I need help on a homework problem.
a) A torus of revolution (doughnut) is obtained by rotating a circle C in the xz-plane about the z-axis in space. See accompanying figure. If C has a radius r>0 and center (R,0,0), show that a parametirization of the torus is
r(u,v) = ((R + rcos(u)*cos(v))i + ((R + cos(u))*sin(v))j + (rsin(u))k
where
0 </= u </= 2*pi and 0 </= v </= 2*pi
are the angles in the figure.
b) Show that the surface area of the torus is
A = 4*pi^2*R*r
I am not good a "proof" sort of problems, but this kind of looks like the resulting cross product of the parameterization. How do I do this? Anything helps, thanks!
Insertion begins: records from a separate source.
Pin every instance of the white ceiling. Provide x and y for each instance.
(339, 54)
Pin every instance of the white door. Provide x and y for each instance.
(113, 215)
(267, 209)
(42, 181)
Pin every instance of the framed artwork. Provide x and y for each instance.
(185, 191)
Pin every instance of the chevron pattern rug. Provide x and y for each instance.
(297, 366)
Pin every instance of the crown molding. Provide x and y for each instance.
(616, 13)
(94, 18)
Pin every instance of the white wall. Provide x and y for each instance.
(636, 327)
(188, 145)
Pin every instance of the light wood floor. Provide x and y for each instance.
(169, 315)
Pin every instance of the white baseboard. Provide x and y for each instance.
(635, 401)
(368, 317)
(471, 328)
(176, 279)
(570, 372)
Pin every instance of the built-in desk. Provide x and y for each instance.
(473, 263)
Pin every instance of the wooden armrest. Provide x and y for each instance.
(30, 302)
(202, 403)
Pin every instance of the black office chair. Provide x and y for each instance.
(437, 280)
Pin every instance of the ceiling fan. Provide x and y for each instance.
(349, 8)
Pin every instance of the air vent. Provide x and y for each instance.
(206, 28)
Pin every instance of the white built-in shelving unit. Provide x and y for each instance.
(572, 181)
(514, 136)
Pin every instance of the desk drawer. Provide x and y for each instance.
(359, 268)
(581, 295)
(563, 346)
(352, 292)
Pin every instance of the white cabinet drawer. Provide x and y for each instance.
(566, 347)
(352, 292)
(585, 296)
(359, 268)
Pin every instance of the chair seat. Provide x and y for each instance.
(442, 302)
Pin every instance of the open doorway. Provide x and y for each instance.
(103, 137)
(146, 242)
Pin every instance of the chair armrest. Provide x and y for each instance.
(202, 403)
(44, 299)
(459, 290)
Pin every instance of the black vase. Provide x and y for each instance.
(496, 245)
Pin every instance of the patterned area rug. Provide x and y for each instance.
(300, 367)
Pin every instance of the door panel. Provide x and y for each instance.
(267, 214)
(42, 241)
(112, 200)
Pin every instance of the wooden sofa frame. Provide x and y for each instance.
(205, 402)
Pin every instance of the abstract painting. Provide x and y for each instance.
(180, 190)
The circle centered at $(R,0,0)$ of radius $r$ in the $xz$-plane can be parametrized as $$ u \mapsto \begin{pmatrix}R+r\cos u \\ 0 \\ r\sin u\end{pmatrix}, \quad u \in [0,2\pi). $$ The rotation about the $z$-axis by an angle $v\in [0, 2\pi)$ is given by $$ \begin{pmatrix} \cos v & -\sin v & 0 \\ \sin v & \cos v & 0 \\ 0 & 0 & 1 \end{pmatrix}. $$ Hence, a parametrization of the torus is obtained by composing the latter two, i.e. the parametrization is given by $$ \Psi: (u,v) \mapsto \begin{pmatrix} \cos v & -\sin v & 0 \\ \sin v & \cos v & 0 \\ 0 & 0 & 1 \end{pmatrix} \begin{pmatrix}R+r\cos u \\ 0 \\ r\sin u\end{pmatrix} = \begin{pmatrix}(R+r\cos u)\cos v \\ (R+r\cos u)\sin v \\ r\sin u\end{pmatrix}. $$ The surface area of a surface $S$ parametrized by $\Psi:U \to \mathbb{R}^3$ defined as $$ A(S) = \int_S \,\mathrm dA = \int_U |\partial_u\Psi \times \partial_v \Psi| \, \mathrm du \, \mathrm dv, $$ so you need to compute the tangent vectors $\partial_u\Psi$ and $\partial_v \Psi$, as well as the modulus of their cross product and insert it back into the integral. Can you do that on your own?